Billè: la frenata dei viaggi minaccia il Pil

17/12/2001

Il Sole 24 ORE.com









    Billè: la frenata dei viaggi minaccia il Pil
    MILANO – L’eventuale prolungamento del conflitto internazionale fino alla prossima estate avrebbe effetti pesantissimi sul turismo e, a cascata, sui consumi delle famiglie mentre la crescita del Pil scenderebbe all’1,2 per cento.
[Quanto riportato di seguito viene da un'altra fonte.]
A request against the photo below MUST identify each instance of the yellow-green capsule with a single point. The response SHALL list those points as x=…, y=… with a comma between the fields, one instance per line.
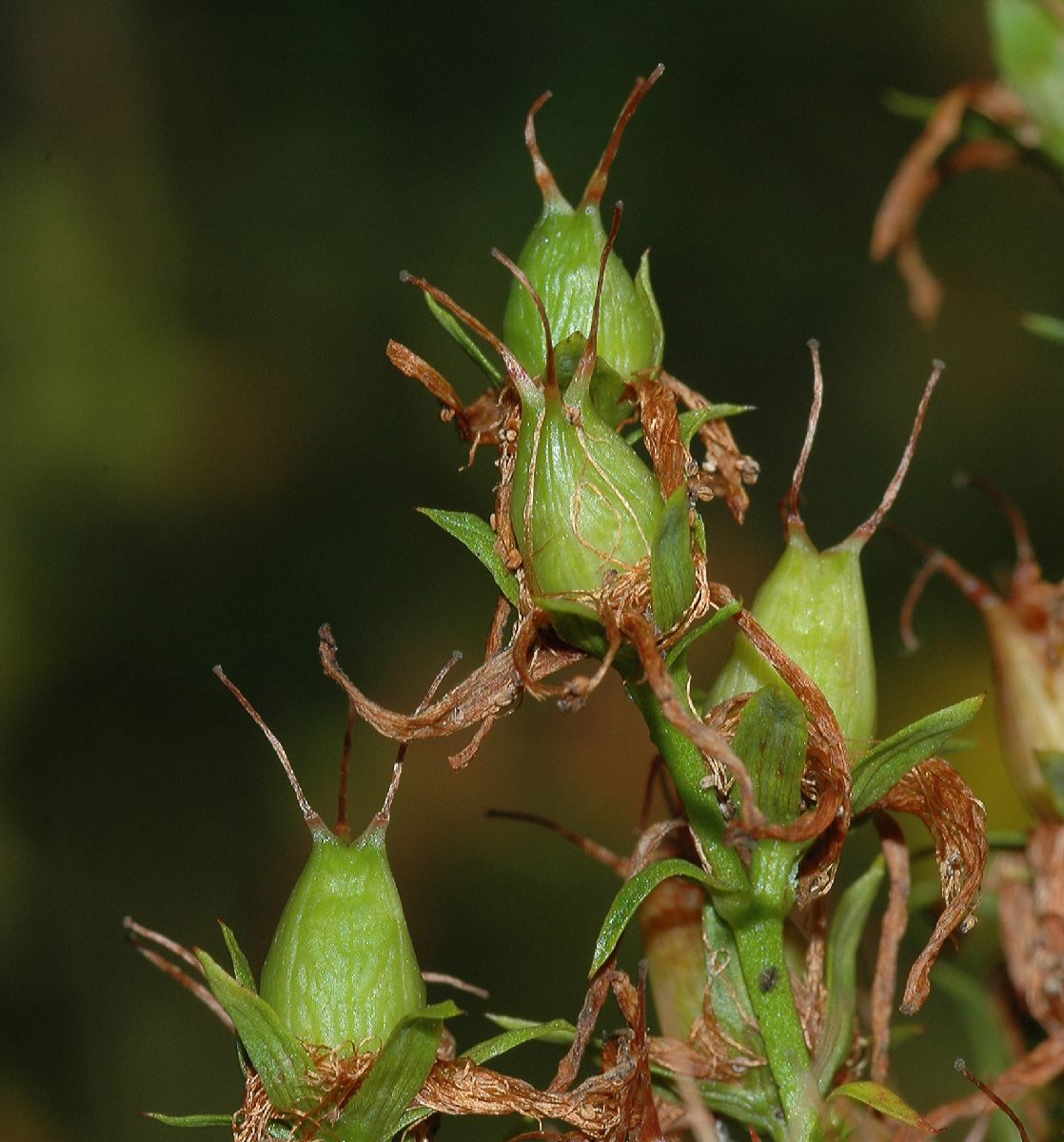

È la stima del Centro studi di Confcommercio: «Con una previsione della crescita dei consumi dell’1,1%, pari a un terzo di quello che si registrò lo scorso anno, e una crescita del Pil che rischia di non superare la soglia dell’1,2% – commenta il presidente di Confcommercio, Sergio Billè – potremmo scivolare in una fase di vera e propria recessione». Anticipando il consuntivo 2001, Confcommercio sottolinea che «attualmente il contesto internazionale non sembra mettere in evidenza una significativa inversione rispetto alle dinamiche recessive registrate a partire da settembre». Esaminando in particolare la congiuntura negativa del turismo, Confcommercio aggiunge: «Se gli effetti di questa situazione sulle dinamiche produttive del settore potrebbero essere "limitati" per l’anno in corso, in quanto il quarto trimestre è normalmente quello che registra il minor numero di viaggi, conseguenze decisamente più pesanti potrebbero aversi nel 2002». Se la crisi coinvolgesse anche i mesi estivi, nei quali si concentra oltre il 40% dei viaggi, la flessione potrebbe raggiungere il 10% nella programmazione delle vacanze degli italiani, con «ripercussioni negative non solo sul settore, ma su tutto il sistema in considerazione dell’indotto che genera il turismo sui trasporti e sul commercio». Nell’ipotesi invece di un’attenuazione delle pressioni internazionali nella prima parte del 2002 – aggiunge Confcommercio – «il prossimo anno potrebbe registrare un andamento solo di poco più contenuto rispetto al 2001». Di fronte a segnali sempre più evidenti di una possibile recessione, Billè indica quattro direzioni di intervento: «Allentare la pressione fiscale, anticipando parte di quella riforma che per essere attuata nella sua interezza richiederà ancora del tempo. Attenuare il più possibile il tasso di litigiosità che oggi caratterizza il sistema. Convincere la Bce ad abbassare i tassi, manovra che darebbe una boccata d’ossigeno al nostro debito pubblico. Accelerare l’esecuzione del programma di privatizzazioni in modo da mettere in circolo nuove risorse».